Friday, March 21, 2003

I'd actually go one step farther than Nick B. did -- if you're changing your variable types, especially between similar types (different string implementations, for instance, or the like), I find it incredibly useful to also change the name of the variable. Thus, I have to go look at every instance where it is used and make sure that things are really doing what I want.

Of course, using search and replace obviates this, so YMMV.

Steven C.
Friday, March 21, 2003

Everything gets called oWhatever or objWhatever in the end.

optimistic coder
Friday, March 21, 2003

Yeah, but at least you know its an object of type class CWhatever.  Or do you ? ;)

Nick B.
Friday, March 21, 2003

99% of the Linux kernel is written in straight C (with a small amount of assembler for supporting the dozen or so CPU platforms it runs on).  It is some of the most readable code I've ever come across, and there are no Hungarian notations floating around.

I loathe HN, and am glad to see it end of life.  Not that I even encounter it in my daily work, but just to know that it will be out of its misery soon - that's a good thing.

Deconstructing HN:  "lpsz"
LONG:  yes, even as late as 1998, MSFT was still playing with LONG.  Very quaint.
POINT to STRING:  Dammit, its pointer to char.
ZERO terminated string.  Aren't C "strings" by default zero terminated? 

Why don't we add 'r' in there while we're at it - so we know it can be "randomly accessed".  And 'x', EVERYTHING needs an X these days.  Let's add x to lpszr to formally bring it into the new Millenium.  Hmmm, what has 'X'?  How about xenophobic?  There ya go, the X for xenophobic (sort of gives you that 'closed source' warm fuzzy feeling).

xlpszrMyString[] = "Hello World";

Oh the gems...  Forget HN, how 'bout these jewels:

typedef void* LPVOID;  // FIXME: WTF?

What is so difficult about void*?  Would it be so bad to not have to invoke the tagger just to know that you're dealing with a built in type?  Kill it.  Unplug the life support and say a prayer.

Nat Ersoz
Friday, March 21, 2003

Geeze, its as bad as "comment maturbation". 

(Likely the best term I've come across lately, thanks!)

Nat Ersoz
Friday, March 21, 2003

Quite Nick. Heaven forbid we need two instances of the same class, that'd just get confusing.

optimistic coder
Friday, March 21, 2003

Well, there are some reasonable things like denoting member variables (like adding my or m_ or something like that to the front) and other "special case" situations where namespace collisions are inconvenient and obnoxious.

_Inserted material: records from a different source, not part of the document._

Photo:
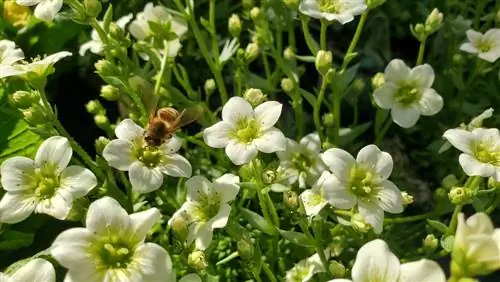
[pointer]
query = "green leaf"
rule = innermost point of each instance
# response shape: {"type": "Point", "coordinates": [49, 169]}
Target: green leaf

The LPVOID thing is somebody trying to turn C into their own language.  Sheesh.

flamebait sr.
Friday, March 21, 2003

One of the great design points of perl is that all variables start with a symbol, a kind of hungarian notation I suppose.

Scalars start with $mystring, arrays @myarray hashes: %myhash, which makes reading code really easy once you're used to it.

Matthew Lock
Friday, March 21, 2003

I've grown to like 'simplified' hungarian.
So in a manged envrironment, sFoo means string. With plain C (or C++) szFoo means a zero-terminated string; wzFoo means a Unicode string.
But long or far, no. (Though I've seen win16 code where wz didn't mean unicode because it was #defined re-used code from people who really meant OLESTR).

Once you've simplified something to its essence (i or c for an int or counter), you certainly will have to do more than just search/replace if you change the type of a variable. And if it's just something dumb like a size (short/long), the simplified name doesn't change.

mb
Friday, March 21, 2003

Basically, if you make good design choices, like scoping variables appropriately, there is no need for HN.

Allofasudden, I'm doing some math...

y = alpha * sin( omega * t  );

becomes:

dY = dAlpha * sin( dOmega *dT );

Well, of course, d means double - unless you're into math, then d connotes delta - and it reads a whole new way.

And then there is the sin() function, it reutrns double - so make it dSin().  Well, what the hell, it takes double too.  Make it dSind(). 

And back to strings, familiar old strcat() now comes out lpszStrcat() - yet why stop there, it takes 2 strings, the second one const:

lpszStrcatlpszlpcsz();

Geeze, looks like the Bronx cheer.  Whipe off the laptop screen when you're done with that, wouldja?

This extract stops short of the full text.